I would definitely say "yes" to this question, having seen those who get unemployment checks over the years wait to look for a job (or just not try very hard) until benefits run out.
I would definitely say "yes" to this question, having seen those who get unemployment checks over the years wait to look for a job (or just not try very hard) until benefits run out.
10 Comments:
Does the Sun rise in the East?
Pay people to do something and you get more of it.
Yeah, give someone a check for something and they will do more of it. It is a new term called "reinforcement."
Trey
Fear and hunger can be a great motivator. Make unemployment too comfortable and you'll get people doing everything they can to stay on it as long as possible, as is happening nationwide. The same applies for workmens compensation insurance. My wife does case management for workmens compensation. She tells me of the abuses she encounters daily, often prolonged by that special breed of lowlife, the lawyers.
I think it depends.
I was laid off back at the very end of January, and I've hit the streets every day since. Until last week, I found nothing - I start a job the 13th - 30% cut in pay, but what the heck, the expenses are lower, and it's still better than being a mooch off the state.
Being laid off was OK for about the 1st 7 days, then it was "OK, that's the longest I've been off in 33 years, time to get back to work".
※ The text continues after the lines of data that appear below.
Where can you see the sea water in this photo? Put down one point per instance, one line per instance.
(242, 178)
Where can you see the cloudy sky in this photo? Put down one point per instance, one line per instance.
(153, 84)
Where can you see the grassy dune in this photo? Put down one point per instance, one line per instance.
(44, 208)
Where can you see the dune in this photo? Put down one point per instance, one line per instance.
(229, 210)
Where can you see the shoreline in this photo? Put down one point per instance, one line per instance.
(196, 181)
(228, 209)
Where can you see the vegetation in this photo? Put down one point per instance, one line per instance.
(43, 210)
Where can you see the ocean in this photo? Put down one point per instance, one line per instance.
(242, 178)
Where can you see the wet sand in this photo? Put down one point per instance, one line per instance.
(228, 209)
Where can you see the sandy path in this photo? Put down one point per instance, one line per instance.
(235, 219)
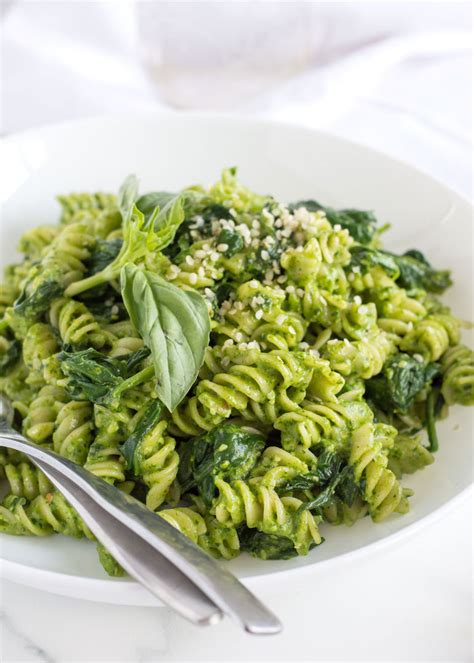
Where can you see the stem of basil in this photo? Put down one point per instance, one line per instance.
(431, 422)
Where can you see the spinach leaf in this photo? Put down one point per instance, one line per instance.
(326, 496)
(104, 252)
(431, 421)
(127, 196)
(151, 417)
(360, 224)
(402, 378)
(173, 323)
(91, 374)
(265, 546)
(228, 452)
(332, 478)
(416, 272)
(141, 236)
(135, 358)
(37, 295)
(10, 356)
(364, 257)
(234, 241)
(101, 379)
(411, 270)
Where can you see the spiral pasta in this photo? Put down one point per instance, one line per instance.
(457, 365)
(327, 355)
(73, 431)
(432, 336)
(262, 508)
(27, 481)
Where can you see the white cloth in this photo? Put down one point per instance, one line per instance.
(394, 75)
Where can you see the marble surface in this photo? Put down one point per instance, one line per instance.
(410, 602)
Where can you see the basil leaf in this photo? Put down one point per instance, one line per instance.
(149, 201)
(173, 323)
(127, 195)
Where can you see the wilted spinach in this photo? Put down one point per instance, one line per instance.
(98, 378)
(401, 380)
(152, 416)
(228, 452)
(416, 272)
(361, 224)
(37, 295)
(234, 241)
(265, 546)
(411, 270)
(332, 478)
(10, 356)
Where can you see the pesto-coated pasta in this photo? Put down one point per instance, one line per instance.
(252, 371)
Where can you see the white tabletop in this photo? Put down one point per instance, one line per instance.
(410, 602)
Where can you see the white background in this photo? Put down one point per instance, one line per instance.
(394, 75)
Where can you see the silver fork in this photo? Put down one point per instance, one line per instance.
(151, 550)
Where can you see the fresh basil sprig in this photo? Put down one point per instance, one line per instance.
(173, 323)
(142, 236)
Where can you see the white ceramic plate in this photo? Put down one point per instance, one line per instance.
(168, 151)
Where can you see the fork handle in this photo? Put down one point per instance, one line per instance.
(136, 556)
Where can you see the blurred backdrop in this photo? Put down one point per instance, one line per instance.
(395, 75)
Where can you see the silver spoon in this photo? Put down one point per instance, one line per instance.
(150, 549)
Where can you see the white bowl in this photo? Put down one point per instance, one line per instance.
(168, 151)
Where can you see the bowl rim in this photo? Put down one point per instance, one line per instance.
(23, 573)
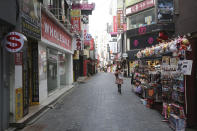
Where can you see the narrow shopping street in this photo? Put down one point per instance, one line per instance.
(96, 106)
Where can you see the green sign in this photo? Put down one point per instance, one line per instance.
(131, 2)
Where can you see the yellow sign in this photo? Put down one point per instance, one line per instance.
(131, 2)
(19, 104)
(75, 13)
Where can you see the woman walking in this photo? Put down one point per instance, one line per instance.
(119, 79)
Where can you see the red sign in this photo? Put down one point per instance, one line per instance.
(18, 58)
(125, 27)
(140, 6)
(76, 23)
(115, 24)
(142, 30)
(92, 44)
(14, 41)
(83, 6)
(55, 34)
(87, 6)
I guess it depends on your individual work eithic
"I guess it depends on your individual work eithic."
Agreed. Ben Franklin agreed with us too. "I think the best way of doing good to the poor, is not making them easy in poverty, but leading or driving them out of it."
Trey
A bit before I become a miserable, dying, regret-filled lump; somebody PLEASE hit me over the head with a 2x4. Much appreciated, Bill
When I was forced into the unemployment system by virtue of being a "captive employee," I made sure to game the system by remaining unemployed until the checks ran out.
Of course I "actively looked for jobs" during that period, but for some reason I didn't interview well and never got hired. For some reason that all changed once the socialist funds ran out.
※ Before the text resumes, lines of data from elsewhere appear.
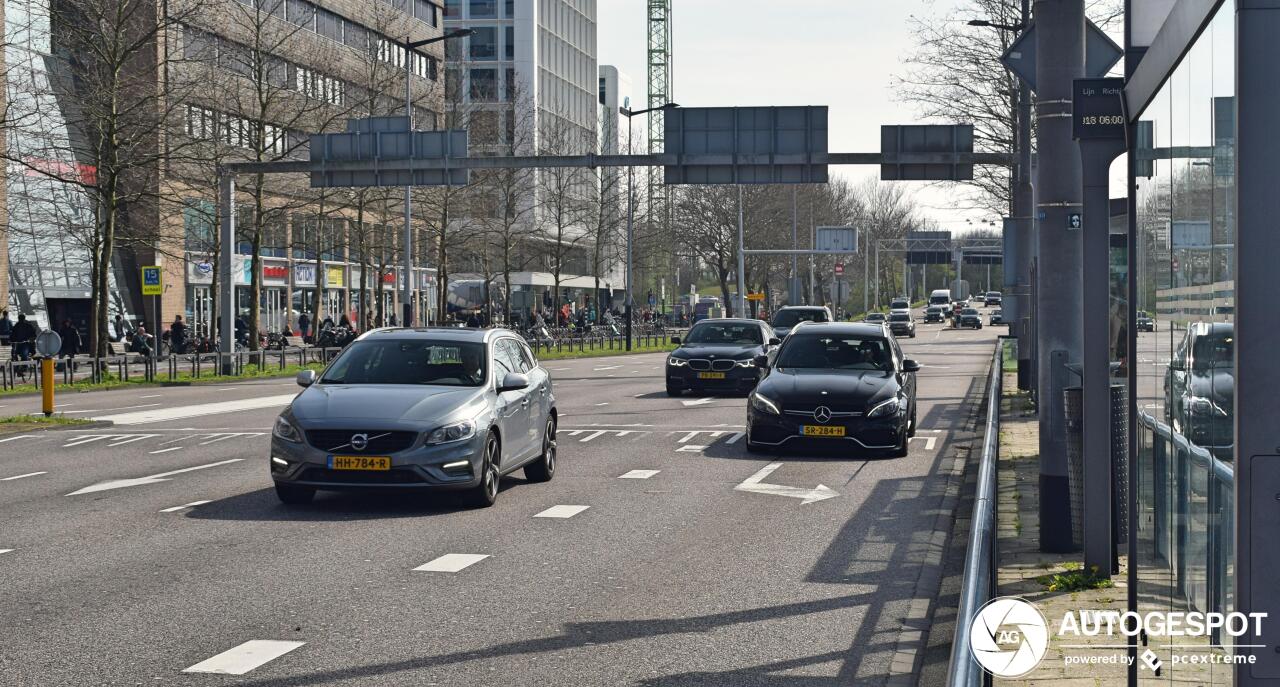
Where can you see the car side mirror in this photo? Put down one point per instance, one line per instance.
(513, 381)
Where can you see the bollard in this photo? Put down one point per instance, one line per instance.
(46, 369)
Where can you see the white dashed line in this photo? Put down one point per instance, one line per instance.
(562, 512)
(245, 658)
(176, 508)
(452, 562)
(22, 476)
Of course it does. It's given me the luxury of declining to pursue jobs that don't pay close to what I was earning before the layoff and leaves my weekdays free so I can travel on short notice and interview during the week.(Nashville and Tampa are lovely in the summer.)
Unfortunately it's also given me an incentive not to pursue lower paying contract work in the evenings or on the weekends. I've heard horror stories about people with 20 weeks of benefits left taking short term seasonal jobs and having their unemployment cut in half when the seasonal job ends.
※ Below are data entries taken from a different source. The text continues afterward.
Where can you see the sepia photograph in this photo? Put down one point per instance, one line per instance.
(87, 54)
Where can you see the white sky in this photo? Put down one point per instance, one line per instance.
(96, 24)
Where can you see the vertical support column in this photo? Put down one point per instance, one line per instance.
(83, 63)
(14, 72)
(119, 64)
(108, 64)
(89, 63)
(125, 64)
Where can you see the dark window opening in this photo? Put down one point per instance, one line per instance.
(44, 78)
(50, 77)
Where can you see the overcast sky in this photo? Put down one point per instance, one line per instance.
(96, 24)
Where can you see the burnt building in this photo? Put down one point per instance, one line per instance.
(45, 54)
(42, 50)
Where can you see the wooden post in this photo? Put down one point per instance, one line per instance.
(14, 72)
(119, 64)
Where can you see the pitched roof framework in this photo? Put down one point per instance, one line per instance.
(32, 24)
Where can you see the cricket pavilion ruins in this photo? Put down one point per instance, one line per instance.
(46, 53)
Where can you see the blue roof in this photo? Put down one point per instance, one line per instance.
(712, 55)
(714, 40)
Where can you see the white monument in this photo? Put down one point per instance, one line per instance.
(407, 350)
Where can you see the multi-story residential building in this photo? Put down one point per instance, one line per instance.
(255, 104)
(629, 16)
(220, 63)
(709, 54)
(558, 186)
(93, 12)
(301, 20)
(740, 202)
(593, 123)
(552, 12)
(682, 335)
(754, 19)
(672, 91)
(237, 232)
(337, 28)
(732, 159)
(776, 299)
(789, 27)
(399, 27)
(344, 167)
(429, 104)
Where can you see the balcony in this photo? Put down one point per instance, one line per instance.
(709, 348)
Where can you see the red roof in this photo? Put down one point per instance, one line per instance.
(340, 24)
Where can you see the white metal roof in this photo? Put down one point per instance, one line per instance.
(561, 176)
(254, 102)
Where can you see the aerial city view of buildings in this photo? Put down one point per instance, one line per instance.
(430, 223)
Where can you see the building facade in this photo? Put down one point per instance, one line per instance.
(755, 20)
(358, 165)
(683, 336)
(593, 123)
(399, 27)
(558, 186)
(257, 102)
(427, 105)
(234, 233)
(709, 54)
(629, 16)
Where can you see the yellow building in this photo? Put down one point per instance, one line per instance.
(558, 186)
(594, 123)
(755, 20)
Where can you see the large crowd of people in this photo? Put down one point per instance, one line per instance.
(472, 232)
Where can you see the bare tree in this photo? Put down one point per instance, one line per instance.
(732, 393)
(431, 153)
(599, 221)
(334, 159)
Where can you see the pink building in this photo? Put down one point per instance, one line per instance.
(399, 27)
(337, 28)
Like most luxury goods it is nice to have but the cost really isn't worth it.
Recall those Hogarth prints with that depicted the horrible alcoholism and problems caused by gin? Turns out, they were caused by a tax. The British heavily taxed malt, so the price of ale went way up. Gin was sold a penny a pint while ale was much more expensive. Hence the problems of Gin alley.
Taxes and subsidies have unintended consequences to people who are unfamiliar with basic behavioral principles.
Trey
Thanks for the link! What a nice surprise!
There's a real difference between how the self-employed like me and people who can take those 99 weeks (two years!) sucking off the government teat act in looking for work.
For me, my savings are my unemployment fund.